Part of the puzzle here, for me, is trying to work out exactly what Deleuze means when he’s sketching out his cosmology here – as with the Image of Thought, or the Plane of Immanence itself, there’s a fluidity between Deleuze’s various works in relation to what these concepts are doing, or might mean. It seems foolhardy to try and integrate them into a systemic order, not because of any inconsistency, but simply because his supposed “overproduction of concepts” is a way of responding to the ever-shifting set of problems he’s trying to approach. The Plane of Immanence has to change in accordance with what it’s posing itself as the concept for. Having said that, I wonder about the universal variation as Deleuze sketches it out here. The world of movement=image, especially prior to the opacity provided by living images, does seem to have a special and, dare I say it, permanent role for Deleuze, in terms of what all of his concepts share. Whether it’s THE plane of immanence or the thought without image, there’s a mutually constitutive interest in this cosmology of infinite differentiation, immanent to consciousness and to itself, which is the universe.

This is why I find it curious that it’s so tempting for me to try and understand the plane of immanence in terms of metaphors or reference to other concepts. It seems like it’s tempting for others as well. I wonder if, undergirding this temptation, there’s a sort of will to power at work. Is my desire to understand the plane of immanence in terms particular to my experience or perceptual apparatus—to understand, almost literally, what it looks like—an attempt to rehumanize the non-human, to experience universal variation? Because it does seem as though Deleuze is arguing that this is constitutively precluded from our experience of the world due to our role as living images. We’re fundamentally incapable of not becoming blocs of opacity that allow us to perceive, act, etc. For us, the plane of immanence will never appear truly immanent—we only receive glimpses, back up the path towards the “acentered state of things.”

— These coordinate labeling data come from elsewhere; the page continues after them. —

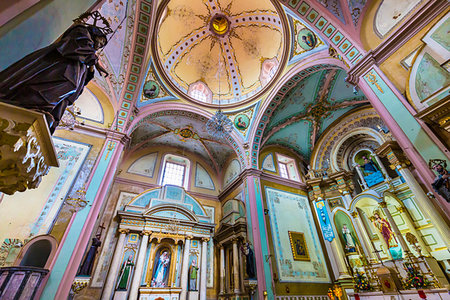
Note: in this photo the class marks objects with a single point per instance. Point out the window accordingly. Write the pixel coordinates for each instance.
(175, 170)
(173, 174)
(283, 170)
(287, 167)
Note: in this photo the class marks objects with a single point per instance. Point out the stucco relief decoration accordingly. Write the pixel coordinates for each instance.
(299, 255)
(211, 48)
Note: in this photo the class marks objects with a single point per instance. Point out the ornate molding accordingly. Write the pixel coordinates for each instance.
(398, 38)
(26, 152)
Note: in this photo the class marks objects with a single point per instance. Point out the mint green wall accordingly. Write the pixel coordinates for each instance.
(37, 27)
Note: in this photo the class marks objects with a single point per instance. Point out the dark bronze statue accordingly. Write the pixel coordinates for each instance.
(50, 79)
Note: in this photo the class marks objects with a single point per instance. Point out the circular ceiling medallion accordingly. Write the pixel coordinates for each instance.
(220, 49)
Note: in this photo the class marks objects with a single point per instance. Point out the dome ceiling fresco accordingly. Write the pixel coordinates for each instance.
(309, 108)
(186, 133)
(207, 48)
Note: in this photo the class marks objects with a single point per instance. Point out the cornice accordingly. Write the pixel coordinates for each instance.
(147, 186)
(398, 38)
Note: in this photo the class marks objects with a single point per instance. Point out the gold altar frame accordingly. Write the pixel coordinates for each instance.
(295, 237)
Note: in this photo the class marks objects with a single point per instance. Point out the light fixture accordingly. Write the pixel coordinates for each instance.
(219, 126)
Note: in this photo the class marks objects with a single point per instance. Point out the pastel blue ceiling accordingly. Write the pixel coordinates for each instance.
(309, 108)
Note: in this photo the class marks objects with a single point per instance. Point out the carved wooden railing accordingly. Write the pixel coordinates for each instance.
(21, 282)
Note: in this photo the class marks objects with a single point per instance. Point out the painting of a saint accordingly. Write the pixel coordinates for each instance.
(298, 246)
(161, 269)
(124, 274)
(385, 228)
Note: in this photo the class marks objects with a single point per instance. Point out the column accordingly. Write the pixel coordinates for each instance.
(136, 283)
(339, 256)
(361, 177)
(426, 207)
(364, 238)
(383, 169)
(185, 268)
(236, 266)
(203, 269)
(258, 233)
(394, 226)
(115, 263)
(409, 222)
(222, 270)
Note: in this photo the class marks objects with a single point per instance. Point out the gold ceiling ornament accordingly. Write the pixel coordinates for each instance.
(220, 25)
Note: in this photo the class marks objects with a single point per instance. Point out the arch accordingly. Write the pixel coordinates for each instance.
(318, 61)
(38, 252)
(233, 139)
(368, 197)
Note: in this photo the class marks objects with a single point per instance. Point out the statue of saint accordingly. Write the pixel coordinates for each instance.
(350, 244)
(86, 267)
(369, 166)
(124, 274)
(50, 79)
(193, 271)
(441, 183)
(249, 260)
(385, 228)
(161, 270)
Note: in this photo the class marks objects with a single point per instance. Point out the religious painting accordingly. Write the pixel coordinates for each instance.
(193, 272)
(241, 121)
(306, 39)
(161, 267)
(151, 89)
(298, 246)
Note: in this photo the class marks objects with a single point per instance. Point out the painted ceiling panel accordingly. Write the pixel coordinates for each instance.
(295, 136)
(186, 132)
(334, 6)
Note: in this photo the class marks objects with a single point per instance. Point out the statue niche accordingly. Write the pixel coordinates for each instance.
(161, 268)
(52, 78)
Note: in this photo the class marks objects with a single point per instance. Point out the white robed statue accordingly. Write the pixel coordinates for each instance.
(159, 276)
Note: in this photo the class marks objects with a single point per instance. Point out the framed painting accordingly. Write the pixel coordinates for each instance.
(298, 246)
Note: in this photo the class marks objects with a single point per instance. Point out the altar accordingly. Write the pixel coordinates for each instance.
(164, 248)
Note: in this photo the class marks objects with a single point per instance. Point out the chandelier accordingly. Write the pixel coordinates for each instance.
(219, 126)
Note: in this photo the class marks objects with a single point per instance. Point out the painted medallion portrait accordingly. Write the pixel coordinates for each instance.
(306, 39)
(241, 121)
(298, 245)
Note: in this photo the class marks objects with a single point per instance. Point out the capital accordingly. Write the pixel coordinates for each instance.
(383, 204)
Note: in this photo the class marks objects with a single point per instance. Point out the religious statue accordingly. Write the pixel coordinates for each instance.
(193, 271)
(350, 244)
(161, 269)
(249, 260)
(385, 228)
(86, 267)
(124, 274)
(52, 78)
(441, 183)
(369, 166)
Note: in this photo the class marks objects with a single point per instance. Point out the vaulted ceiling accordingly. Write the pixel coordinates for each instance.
(184, 131)
(309, 108)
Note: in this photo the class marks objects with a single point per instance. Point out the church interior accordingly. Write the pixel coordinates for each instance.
(224, 149)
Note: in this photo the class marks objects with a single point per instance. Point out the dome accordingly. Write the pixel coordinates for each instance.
(206, 49)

Final thought: where is time? Obviously, we’re still in the realm of the movement-image, but I’m interested in the way that time is somewhat occluded from this plane of immanence. Deleuze refers to the plane as being one of universal variation, but he describes this as being part of the always-moving images, not as images that are continually unfurling in a process of becoming. It would seem that the plane of immanence in this instance exists in the pure and empty form of time that we’ve seen scattered around Deleuze’s work. Time, in the most general sense, forms part of the structure of the plane of immanence here, but it seems undifferentiated as well as undifferenciated. I wonder if we’ll see this in the time-image? Does time lend itself to the same kind of differentiation as movement?